PETILIA POLICASTRO – C’è la prova della cassa comune del clan in un pizzino trovato nella disponibilità di Domenico Bruno, al momento dell’arresto. Il blitz è quello condotto dai carabinieri e della Dda di Catanzaro nel marzo 2020. Operazione Eleo. In quel biglietto erano indicati gli importi da consegnare al presunto reggente della cosca di Petilia Policastro, Rosario Curcio. Ma anche ad altri esponenti del clan come Giacinto Castagnino, Mario Garofalo e Pierluigi Ierardi.

LA CONTABILITÀ DEL CLAN NASCOSTA IN UN PIZZINO

La «contabilità della ‘locale aggiornata sino al dicembre 2019», osserva il gup distrettuale Matteo Ferrante nelle motivazioni, appena depositate, della sentenza. Sentenza con cui nel luglio scorso ha disposto otto condanne contro la presunta cosca di Petilia Policastro (e due assoluzioni per posizioni marginali) e ha scagionato, sia pure con formula dubitativa, il presunto reggente Rosario Curcio dall’accusa di essere stato il mandante di un un caso di lupara bianca, quello dell’allevatore Massimo Vona, scomparso nel nulla nell’ottobre 2018.

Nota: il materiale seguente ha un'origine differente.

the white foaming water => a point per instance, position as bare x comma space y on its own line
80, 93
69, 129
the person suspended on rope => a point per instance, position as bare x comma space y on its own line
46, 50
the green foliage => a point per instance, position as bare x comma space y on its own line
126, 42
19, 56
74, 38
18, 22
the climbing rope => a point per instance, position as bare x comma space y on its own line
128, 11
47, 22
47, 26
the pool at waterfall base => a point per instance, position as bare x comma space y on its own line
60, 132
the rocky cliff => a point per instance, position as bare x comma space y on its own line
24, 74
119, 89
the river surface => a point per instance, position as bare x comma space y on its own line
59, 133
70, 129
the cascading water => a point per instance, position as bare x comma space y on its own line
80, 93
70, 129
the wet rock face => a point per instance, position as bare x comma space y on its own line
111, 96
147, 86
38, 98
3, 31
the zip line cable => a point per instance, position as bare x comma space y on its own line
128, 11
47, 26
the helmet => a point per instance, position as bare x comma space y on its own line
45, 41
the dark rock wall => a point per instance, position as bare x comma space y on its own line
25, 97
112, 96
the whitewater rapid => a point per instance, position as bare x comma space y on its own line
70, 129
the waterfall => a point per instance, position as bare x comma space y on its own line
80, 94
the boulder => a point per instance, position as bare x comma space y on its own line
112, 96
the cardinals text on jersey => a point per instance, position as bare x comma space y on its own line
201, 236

Un fatto di sangue per il quale era stata peraltro proposta l’assoluzione anche dal pm Antimafia Pasquale Mandolfino. «Pur a fronte di non trascurabili elementi indiziari circa il suoi coinvolgimento nell’eliminazione di Massimo Vona, gli elementi raccolti non offrono la prova piena, al di là di ogni ragionevole dubbio, della concreta misura del suo specifico contributo causale e psicologico offerto, in qualità di mandante dell’iniziativa, all’ideazione, organizzazione e deliberazione dell’omicidio», scrive il gup.

La sentenza accoglieva quasi in toto le richieste avanzate dalla pubblica accusa nel processo col rito abbreviato. Processo scaturito dall’inchiesta con cui la Dda del capoluogo calabrese ritiene di aver sgominato i nuovi assetti del clan petilino.

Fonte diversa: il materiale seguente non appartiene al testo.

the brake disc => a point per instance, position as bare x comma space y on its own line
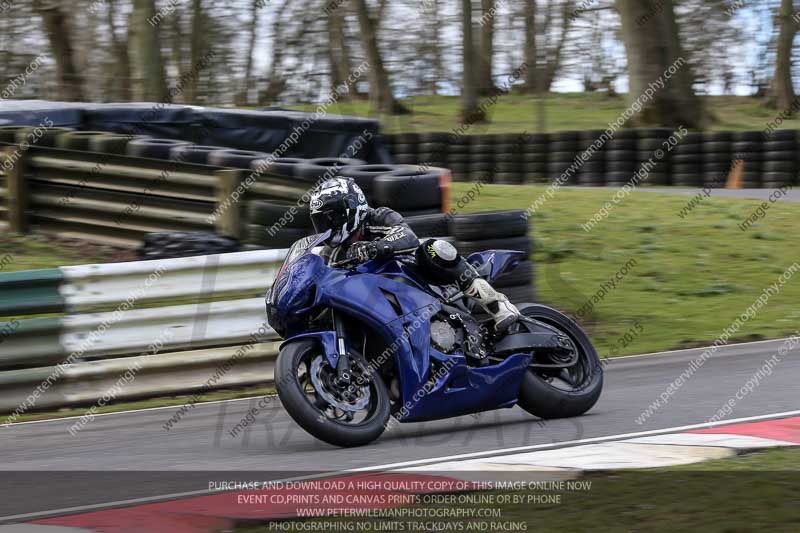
317, 368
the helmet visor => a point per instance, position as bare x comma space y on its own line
329, 219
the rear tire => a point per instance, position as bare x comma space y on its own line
538, 396
308, 416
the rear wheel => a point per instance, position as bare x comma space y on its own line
339, 414
563, 392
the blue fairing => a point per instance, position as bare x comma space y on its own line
388, 298
492, 263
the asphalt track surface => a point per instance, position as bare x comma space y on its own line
126, 456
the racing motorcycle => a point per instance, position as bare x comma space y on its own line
366, 342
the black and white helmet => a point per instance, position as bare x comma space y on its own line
339, 205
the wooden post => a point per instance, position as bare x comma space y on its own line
230, 194
736, 175
14, 163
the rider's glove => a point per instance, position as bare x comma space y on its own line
364, 251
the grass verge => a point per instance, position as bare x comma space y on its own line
687, 278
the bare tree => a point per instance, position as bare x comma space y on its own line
148, 65
381, 96
251, 44
655, 55
69, 80
546, 33
531, 50
121, 66
782, 94
276, 82
486, 48
470, 110
338, 48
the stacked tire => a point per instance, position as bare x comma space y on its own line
508, 159
433, 149
364, 175
406, 148
592, 171
534, 158
748, 148
650, 145
458, 158
173, 244
193, 153
780, 159
717, 156
481, 163
621, 158
112, 143
687, 160
410, 192
273, 225
153, 148
427, 226
499, 230
40, 136
563, 150
241, 159
77, 140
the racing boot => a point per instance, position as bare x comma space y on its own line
495, 303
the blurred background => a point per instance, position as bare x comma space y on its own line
501, 95
580, 58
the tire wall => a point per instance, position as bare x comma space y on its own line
272, 225
699, 159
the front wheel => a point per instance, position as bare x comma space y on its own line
341, 414
564, 392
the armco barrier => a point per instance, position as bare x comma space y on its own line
184, 325
177, 321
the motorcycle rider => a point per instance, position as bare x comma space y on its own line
360, 233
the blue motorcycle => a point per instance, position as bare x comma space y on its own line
366, 342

LE ORIGINI DELL’INCHIESTA ELEO

L’inchiesta trae origine dalla violenta escalation di qualche anno fa nell’Alto Marchesato. Esplosa tra fatti di sangue e incendi alle strutture turistiche nel cuore della Sila cotronellara, segno evidente di una ripresa in grande stile del racket. I carabinieri del Reparto operativo di Crotone e quelli della Compagnia di Petilia Policastro ricostruirono le fila dell’organizzazione. Al vertice ci sarebbe stato Curcio, uno dei pochi capi della cosca petilina in libertà dopo aver scontato una lunga detenzione per l’omicidio e il tentato omicidio dei coniugi Carlo Mario Mirabelli e Carmela Garofalo, fatto di sangue dell’agosto 1990. I primi segnali di una recrudescenza criminale si erano registrati proprio dopo la scarcerazione di Curcio, a cominciare dalla ripresa degli atti intimidatori nella località Trepidò, frazione turistica della vicina Cotronei, da sempre sotto il controllo della cosca petilina.

Così sarebbe stata fatta luce sulle estorsioni nei confronti dei villaggi turistici “Baffa” e “Palumbo”. Ma anche sul controllo del settore delle scommesse sportive tramite l’accesso a piattaforme estere per le giocate e su reati di usura e attività finanziaria illecita. Proprio quel pizzino, secondo il gup, costituisce la «riprova della perdurante operatività» del sodalizio criminoso. Ciò nonostante l’arresto di Curcio, avvenuto sul finire del 2018 nell’ambito dell’operazione Tisifone, contro le cosche di Isola Capo Rizzuto.

GLI ESITI DEL PROCESSO

Nel processo che ne è scaturito, Curcio è stato condannato a dieci anni per associazione mafiosa e per questo è stato assolto, nel nuovo procedimento, dalla medesima accusa anche se comunque si è beccato una pena di 8 anni per le estorsioni di cui è stato ritento mandante. Del resto, in una delle conversazioni captate sui mutati equilibri ‘ndranghetistici nel Crotonese, uno dei presunti affiliati, Domenico Mirabelli, discutendo dell’arresto di Curcio nell’operazione Tisifone osserva che questi non aveva neanche fatto in tempo a consolidare la sua leadershiip. «’U Pilurusssu (nomignolo di Curcio, ndr) adesso che aveva preso un po’ di incarico, che lui è stato sempre chiuso che lo comandavano, mo’ che l’hanno preso in questa maniera, sai come la prende?».